Gloria Alden said...

I agree with your niece, Jenny. T Whoops! I wasn't supposed to know who she was, was I. Her viewpoints of what she likes and dislikes pretty much mirror myt own. I belong to two book clubs and read much more than their monthly choices, too. I can't imagine a life without reading.

Jackie Houchin said...

I wish she would have been more specific in what she was reading, and gave examples of books who did the things she didn't like. That way we could really identify with her. I'm also a reader (and a reviewer), and the faults she mentioned are ones I see in books too. Hopefully, authors are getting better with each book!

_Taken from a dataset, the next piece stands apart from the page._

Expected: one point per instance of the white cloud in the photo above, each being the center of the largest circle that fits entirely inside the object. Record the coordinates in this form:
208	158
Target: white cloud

Jacqueline Seewald said...

Hi, Warren,

Most of the people we writers are in contact with are fellow writers and I like to think discerning readers as well. It's very important for us to be in contact with readers.

Pauline Alldred said...

I think Jenny might have attended one or two writing workshops. Like Jackie Houchin says, It would be good to know a few books titles.

Warren Bull said...

Morgan,

Yes I was fortunate to stumble across her.

Warren Bull said...

Gloria, How did you find out? I cannot image a life without reading either.

Warren Bull said...

Jackie,

I hope writers get better over time.

Warren Bull said...

Jacqueline, Discerning readers are worth their weight in gold.

Warren Bull said...

Pauline, If I ever track this elusive person down again, I will ask her to name some of her favorite books.

carl brookins said...

Charming. Funny, accurate. good goin'

Warren Bull said...

Thanks, Carl

Joanna Aislinn said...

A reader: how exciting! I think I used to be one of them, before 24-hour-editor ate my reading-for-fun skills, lol.

Great post, Lee, full of important reminders about who, those of us who write, are doing so in the first place!

Thanks for sharing this and HNY to you and yours!

Warren Bull said...

Thanks, Joanna,

BTW Who is Lee?

Ellis Vidler said...

I share your anonymous reader's preferences and would love to see examples.

E. B. Davis said...

Yes, Jenny is an astute reader. I'd like critiques by professionals and readers. I stopped having friends read my stuff a few years ago when they drew erroneous conclusions about me from my writing. It was as if they were constructing my psychological profile based on my writing--quite annoying. Perhaps, I need to forget the personal comments and focus on what else readers can provide.

Is there such a thing as an unbiased professional reader for hire?

Marja said...

I'm in full agreement with Jenny, your niece. Gee, I'd make a good writer based on figuring out who your reader is, right? LOL Great post, Warren.